她把目标锁定在婆家。庆芬劝女儿:“少招惹他们,孩子没生出来,人气着。”红艳纠正:“怎么叫招惹,我是去送福利的。”周末,刘红艳拎着两条甲鱼造访婆家,倪俊拦都拦不住。还没进门,声音就传过去:“妈!爸!”热情得好像下乡扶贫。伟民推老太太出去晒太阳,不在家,倪俊领事馆有接待,晚点回来。二琥从里屋出来,看到两条甲鱼,吓了一跳。好多年没吃过,红艳拎着来,她又觉得好,又提防。红艳道:“妈,这些日子,您照顾奶奶,照顾我,辛苦,一条给您,一条给奶奶,补补。”二琥浑身起鸡皮疙瘩,颇不适应。赶巧伟民推着老太太回来。二琥探头:“妈,倪厨子,儿媳妇给你带俩王八,中午看怎么烧。”

中午吃清蒸甲鱼,葱段铺着,清汤。

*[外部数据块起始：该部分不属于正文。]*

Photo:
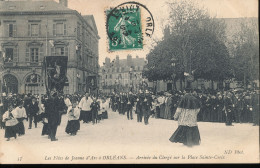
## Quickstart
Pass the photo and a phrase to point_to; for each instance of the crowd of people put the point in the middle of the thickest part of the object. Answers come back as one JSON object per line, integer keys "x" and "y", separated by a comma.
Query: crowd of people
{"x": 49, "y": 110}
{"x": 240, "y": 106}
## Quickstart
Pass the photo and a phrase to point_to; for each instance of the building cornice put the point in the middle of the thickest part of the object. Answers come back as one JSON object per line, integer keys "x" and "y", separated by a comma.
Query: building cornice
{"x": 73, "y": 12}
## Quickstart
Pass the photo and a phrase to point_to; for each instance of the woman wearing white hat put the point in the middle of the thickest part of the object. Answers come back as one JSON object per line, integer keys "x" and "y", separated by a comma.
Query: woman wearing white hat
{"x": 186, "y": 114}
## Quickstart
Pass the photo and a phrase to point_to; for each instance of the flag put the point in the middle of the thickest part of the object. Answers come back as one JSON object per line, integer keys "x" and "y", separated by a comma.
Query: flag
{"x": 51, "y": 42}
{"x": 91, "y": 82}
{"x": 55, "y": 73}
{"x": 186, "y": 74}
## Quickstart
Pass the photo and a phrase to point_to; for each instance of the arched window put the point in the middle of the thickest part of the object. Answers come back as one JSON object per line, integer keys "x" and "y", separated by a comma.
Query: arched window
{"x": 66, "y": 87}
{"x": 10, "y": 84}
{"x": 32, "y": 84}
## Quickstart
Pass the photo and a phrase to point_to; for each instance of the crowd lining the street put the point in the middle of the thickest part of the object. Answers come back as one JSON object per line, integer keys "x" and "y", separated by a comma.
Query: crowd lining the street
{"x": 240, "y": 106}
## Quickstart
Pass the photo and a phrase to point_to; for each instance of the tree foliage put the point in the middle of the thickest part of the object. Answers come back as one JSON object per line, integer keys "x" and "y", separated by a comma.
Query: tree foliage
{"x": 197, "y": 43}
{"x": 246, "y": 51}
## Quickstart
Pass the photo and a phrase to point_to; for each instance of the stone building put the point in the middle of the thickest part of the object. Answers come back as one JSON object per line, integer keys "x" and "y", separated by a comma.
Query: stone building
{"x": 121, "y": 75}
{"x": 30, "y": 30}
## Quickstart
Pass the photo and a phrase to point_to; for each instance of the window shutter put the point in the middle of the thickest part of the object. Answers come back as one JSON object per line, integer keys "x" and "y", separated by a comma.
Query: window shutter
{"x": 15, "y": 56}
{"x": 65, "y": 29}
{"x": 14, "y": 30}
{"x": 7, "y": 32}
{"x": 52, "y": 51}
{"x": 41, "y": 55}
{"x": 29, "y": 30}
{"x": 54, "y": 29}
{"x": 66, "y": 51}
{"x": 39, "y": 29}
{"x": 27, "y": 56}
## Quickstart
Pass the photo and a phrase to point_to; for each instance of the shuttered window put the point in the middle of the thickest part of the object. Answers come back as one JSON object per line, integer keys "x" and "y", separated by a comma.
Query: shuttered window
{"x": 59, "y": 29}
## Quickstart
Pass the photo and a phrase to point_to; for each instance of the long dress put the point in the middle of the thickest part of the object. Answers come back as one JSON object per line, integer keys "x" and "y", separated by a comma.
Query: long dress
{"x": 20, "y": 115}
{"x": 168, "y": 108}
{"x": 10, "y": 125}
{"x": 187, "y": 131}
{"x": 162, "y": 106}
{"x": 73, "y": 124}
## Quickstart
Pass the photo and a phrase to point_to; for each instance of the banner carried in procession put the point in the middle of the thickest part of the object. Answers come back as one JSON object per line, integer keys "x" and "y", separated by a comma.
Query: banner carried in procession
{"x": 55, "y": 68}
{"x": 91, "y": 82}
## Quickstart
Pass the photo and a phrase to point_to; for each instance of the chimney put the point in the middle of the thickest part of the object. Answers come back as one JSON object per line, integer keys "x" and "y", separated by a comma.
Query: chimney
{"x": 129, "y": 60}
{"x": 64, "y": 2}
{"x": 117, "y": 60}
{"x": 107, "y": 62}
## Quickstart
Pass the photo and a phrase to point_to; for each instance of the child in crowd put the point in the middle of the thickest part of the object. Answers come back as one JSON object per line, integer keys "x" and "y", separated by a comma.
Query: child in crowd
{"x": 19, "y": 113}
{"x": 10, "y": 124}
{"x": 45, "y": 130}
{"x": 104, "y": 106}
{"x": 73, "y": 113}
{"x": 94, "y": 110}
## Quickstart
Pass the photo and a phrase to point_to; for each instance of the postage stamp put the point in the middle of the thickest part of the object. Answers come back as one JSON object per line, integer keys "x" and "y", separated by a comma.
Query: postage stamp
{"x": 124, "y": 26}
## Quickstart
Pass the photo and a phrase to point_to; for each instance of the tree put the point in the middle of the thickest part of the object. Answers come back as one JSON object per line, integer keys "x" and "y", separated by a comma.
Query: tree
{"x": 196, "y": 41}
{"x": 246, "y": 52}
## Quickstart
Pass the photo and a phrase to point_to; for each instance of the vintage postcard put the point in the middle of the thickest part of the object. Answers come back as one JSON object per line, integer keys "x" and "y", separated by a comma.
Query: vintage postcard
{"x": 118, "y": 81}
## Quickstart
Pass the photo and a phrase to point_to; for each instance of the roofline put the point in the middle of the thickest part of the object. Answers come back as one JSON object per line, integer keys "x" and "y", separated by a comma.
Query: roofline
{"x": 11, "y": 13}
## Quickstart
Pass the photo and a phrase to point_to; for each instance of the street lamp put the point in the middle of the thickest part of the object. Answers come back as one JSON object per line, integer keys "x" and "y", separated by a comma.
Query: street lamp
{"x": 173, "y": 64}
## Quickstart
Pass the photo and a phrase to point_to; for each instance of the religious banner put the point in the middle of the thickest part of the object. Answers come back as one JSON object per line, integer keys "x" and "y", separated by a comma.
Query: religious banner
{"x": 55, "y": 73}
{"x": 91, "y": 83}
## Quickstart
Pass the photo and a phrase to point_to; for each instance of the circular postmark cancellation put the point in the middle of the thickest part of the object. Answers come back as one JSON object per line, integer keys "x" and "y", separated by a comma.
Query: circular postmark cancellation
{"x": 127, "y": 25}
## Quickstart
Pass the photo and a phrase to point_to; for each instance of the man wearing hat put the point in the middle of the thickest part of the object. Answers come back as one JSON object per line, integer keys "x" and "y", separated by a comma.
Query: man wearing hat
{"x": 255, "y": 108}
{"x": 52, "y": 113}
{"x": 33, "y": 109}
{"x": 84, "y": 105}
{"x": 228, "y": 105}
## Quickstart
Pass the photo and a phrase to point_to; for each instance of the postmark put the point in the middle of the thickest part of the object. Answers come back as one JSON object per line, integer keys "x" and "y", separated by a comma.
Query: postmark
{"x": 128, "y": 25}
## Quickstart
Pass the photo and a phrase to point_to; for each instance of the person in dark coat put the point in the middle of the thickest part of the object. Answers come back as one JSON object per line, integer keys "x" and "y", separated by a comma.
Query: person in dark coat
{"x": 73, "y": 114}
{"x": 20, "y": 114}
{"x": 33, "y": 109}
{"x": 186, "y": 114}
{"x": 219, "y": 108}
{"x": 139, "y": 109}
{"x": 27, "y": 102}
{"x": 228, "y": 105}
{"x": 146, "y": 107}
{"x": 94, "y": 110}
{"x": 238, "y": 108}
{"x": 10, "y": 123}
{"x": 255, "y": 108}
{"x": 129, "y": 107}
{"x": 53, "y": 116}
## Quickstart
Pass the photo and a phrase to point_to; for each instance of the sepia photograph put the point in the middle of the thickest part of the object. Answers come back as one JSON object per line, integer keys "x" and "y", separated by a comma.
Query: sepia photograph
{"x": 129, "y": 82}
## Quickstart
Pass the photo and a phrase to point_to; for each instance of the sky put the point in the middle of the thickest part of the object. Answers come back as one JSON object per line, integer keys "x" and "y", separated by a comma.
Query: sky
{"x": 160, "y": 12}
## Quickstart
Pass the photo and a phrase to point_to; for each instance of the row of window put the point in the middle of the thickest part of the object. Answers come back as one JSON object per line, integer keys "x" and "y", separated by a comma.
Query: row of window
{"x": 123, "y": 76}
{"x": 34, "y": 29}
{"x": 120, "y": 82}
{"x": 122, "y": 69}
{"x": 33, "y": 54}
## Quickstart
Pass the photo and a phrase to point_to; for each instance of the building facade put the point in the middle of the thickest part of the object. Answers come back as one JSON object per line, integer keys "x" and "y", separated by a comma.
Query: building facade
{"x": 30, "y": 30}
{"x": 121, "y": 75}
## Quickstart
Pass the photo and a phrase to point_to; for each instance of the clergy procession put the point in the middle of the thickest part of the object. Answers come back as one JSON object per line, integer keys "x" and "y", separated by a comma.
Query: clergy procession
{"x": 81, "y": 110}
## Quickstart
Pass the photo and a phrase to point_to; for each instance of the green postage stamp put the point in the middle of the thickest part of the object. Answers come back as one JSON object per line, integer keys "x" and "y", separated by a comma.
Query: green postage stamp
{"x": 124, "y": 28}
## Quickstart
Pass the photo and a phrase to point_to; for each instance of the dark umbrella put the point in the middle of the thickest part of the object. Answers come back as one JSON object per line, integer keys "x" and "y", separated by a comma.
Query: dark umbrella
{"x": 188, "y": 101}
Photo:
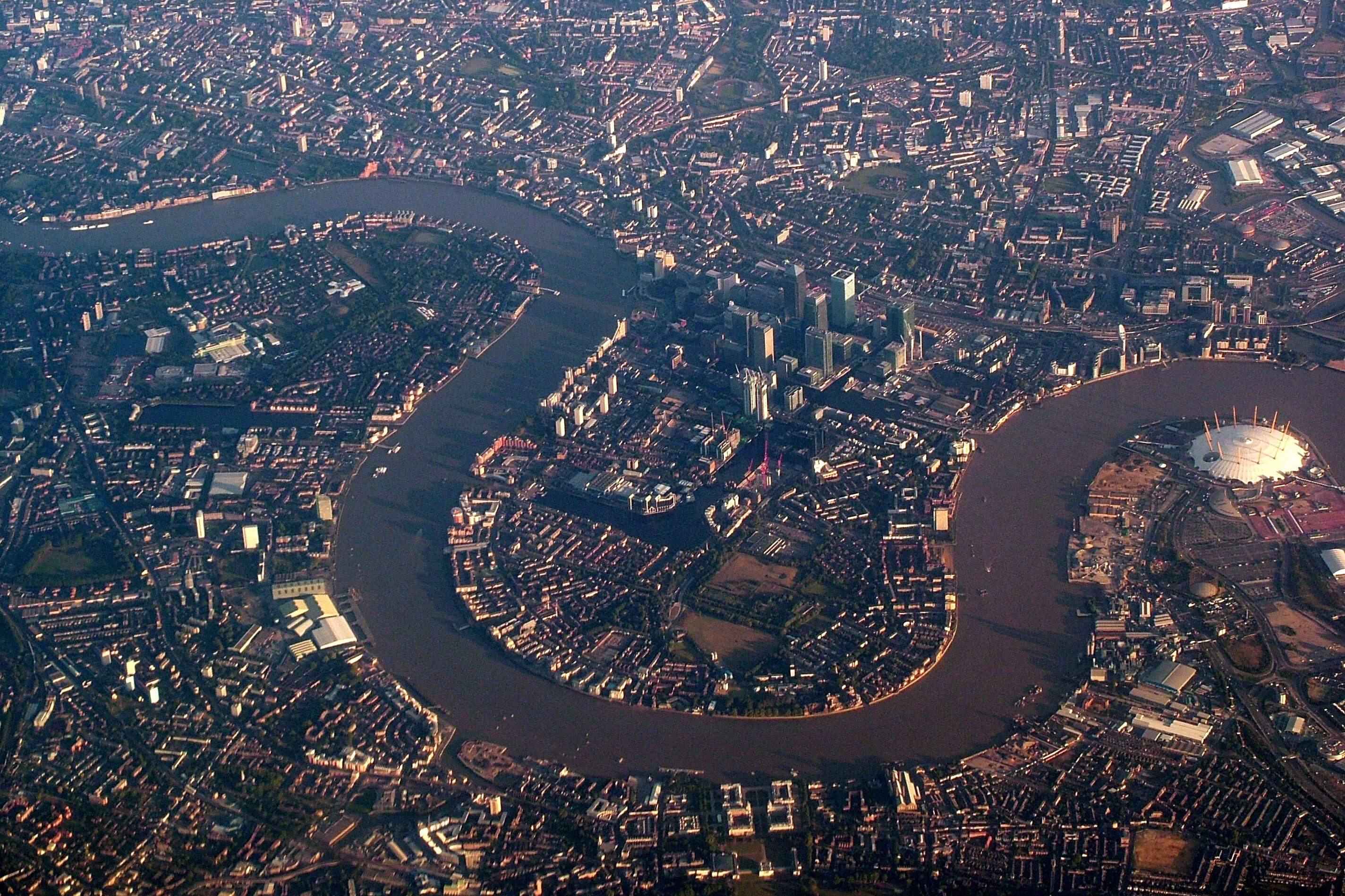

二琥喝一口,赞:“哪儿弄的小甲鱼,真鲜,真补,瘫子喝了都能站起来走路。”倪俊看不惯他老妈那神叨样子,白了她一眼。红艳夸:“爸的手艺好。”饭吃到一半,老太太闹腾,二琥只能盛了甲鱼汤,先去伺候。等搞好弄好,已经下午一点多,一家人坐成个小圈,在客厅喝茶。红艳叫了声爸,音调悠扬。

倪俊说:“我爸不买保险。”

二琥看在甲鱼的分儿上:“别多嘴多舌,听红艳说。”

刘红艳并不动怒,微笑着,直接问倪俊:“都是自家人,我不是来让爸买保险的,是为我们自己家做咨询服务。妈现在退休了,身体不算太好,爸也退休,倪俊我问你,如果从儿子的角度出发,你最担心爸妈发生什么问题?”

二琥、伟民悚然。

倪俊憋了半天,说:“出意外。”

红艳冷静地问:“你说的意外是指什么样的事情?”有点书面语的意思,显得专业。倪俊轻轻咳嗽一声:“交通方面。”他就不说生病,不进她的套。红艳笑一下:“这种意外如果发生,是不是还是担心产生的医疗费用?以及万一出现意外,导致的严重伤残?”倪俊不作声。红艳追击:“还有没有其他担心?”倪俊说没了。红艳站起来,好像一名老师在给孩子上课,也像一名律师在法庭上辩诉:“好,如果就担心这些,那可以分为两部分,一部分,是因为意外或大病,给孩子和家里带来的大额医疗费用,尤其是医保范围没法覆盖的部分。另一部分就是意外造成的失能收入损失,对不对?”

伟民听得发愣,直眨巴眼。二琥认真听,入神。

倪俊避不过,只好说对。

红艳继续说:“像爸妈这样五十多岁的老人,我给你的建议是,可以给老人配置一些医疗险,属于住院报销类,可以跟医保互补,也就是说,医保没法报销的部分,它来补充报销。另外,不到六十岁的,还可以配置一些意外伤害医疗报销和意外收入保障,万一发生意外,小费用可以报销,造成伤残可以赔付,但是意外险一般超过六十岁或者六十五岁,就不能再买。”

倪俊心理不认同,嘴上却不知怎么辩解。

红艳又问倪俊:“你有医保,对吧?”

“有。”

“还有补充医疗,对吧?”

“也有。”倪俊自认单位待遇不错。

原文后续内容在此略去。